Stand a few feet in front of low pulley with rope or handle attached facing away from tower place feet more than shoulder width apart and hold rope between legs with.
Cable rope front raise through legs.
Stand with the low pulley just behind you the cable running through your legs.
Cable rope front shoulder raise exercise duration.
Grasp the bar from between your legs using an overhand shoulder width grip and stand up straight.
Lower your upper body by stretching through your legs then return to the starting position.
Stand so that the low pulley will be right behind you and the cable will run under your legs.
The cable should be pulled taut between your legs.
Return to the starting position.
Front raise cable rope axlalyftur fram með kaðli duration.

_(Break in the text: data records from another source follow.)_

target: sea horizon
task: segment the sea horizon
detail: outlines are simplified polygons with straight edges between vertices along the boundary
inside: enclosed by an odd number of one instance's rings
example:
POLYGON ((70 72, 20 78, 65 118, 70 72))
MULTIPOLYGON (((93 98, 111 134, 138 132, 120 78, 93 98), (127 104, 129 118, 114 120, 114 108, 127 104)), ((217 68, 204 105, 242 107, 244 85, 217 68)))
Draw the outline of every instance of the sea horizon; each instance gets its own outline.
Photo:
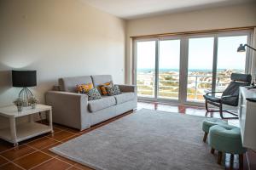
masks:
MULTIPOLYGON (((227 70, 233 70, 233 71, 241 71, 238 69, 217 69, 218 71, 227 71, 227 70)), ((149 68, 143 68, 143 69, 137 69, 138 72, 143 72, 143 73, 147 73, 147 72, 151 72, 154 71, 154 69, 149 69, 149 68)), ((159 69, 160 72, 170 72, 170 71, 175 71, 175 72, 178 72, 179 69, 159 69)), ((212 71, 212 69, 189 69, 189 72, 211 72, 212 71)))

The technique is the same as the basic exercise.
Reach through your legs to grasp the d handle or rope attachment and stand up straight.

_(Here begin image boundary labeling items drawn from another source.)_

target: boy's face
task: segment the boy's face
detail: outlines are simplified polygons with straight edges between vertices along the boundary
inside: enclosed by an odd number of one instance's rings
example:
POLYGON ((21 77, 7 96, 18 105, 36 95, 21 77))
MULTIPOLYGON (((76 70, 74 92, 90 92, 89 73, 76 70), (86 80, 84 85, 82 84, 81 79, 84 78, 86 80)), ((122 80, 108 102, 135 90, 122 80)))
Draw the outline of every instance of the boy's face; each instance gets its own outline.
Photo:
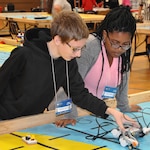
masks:
POLYGON ((87 39, 81 39, 79 41, 71 40, 68 43, 60 43, 58 47, 59 55, 66 61, 80 57, 82 48, 85 47, 86 40, 87 39))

Rope between legs cable front raise duration.
Http www punchsupplements co nz shoulder exercises training cable front lateral raise keep constant tension and really target the front of the shou.
Standing rope cable front raise.
Cable rope front raise pull through sweeney fitness.
Grab the rope with a neutral grip palms facing towards each other.
Hold the rope with a neutral palms facing each other grip.
Keeping your elbows slightly bent exhale as you raise the bar in a semicircular motion in front of you until your arms move a little passed horizontal.
With slow motion lift the rope in front of you holding hands straight throughout the exercise.
Cable front rope raises.
Using two hands will save you a little time but it puts a lot of strain on the lower back.
Rope between legs cable front raise duration.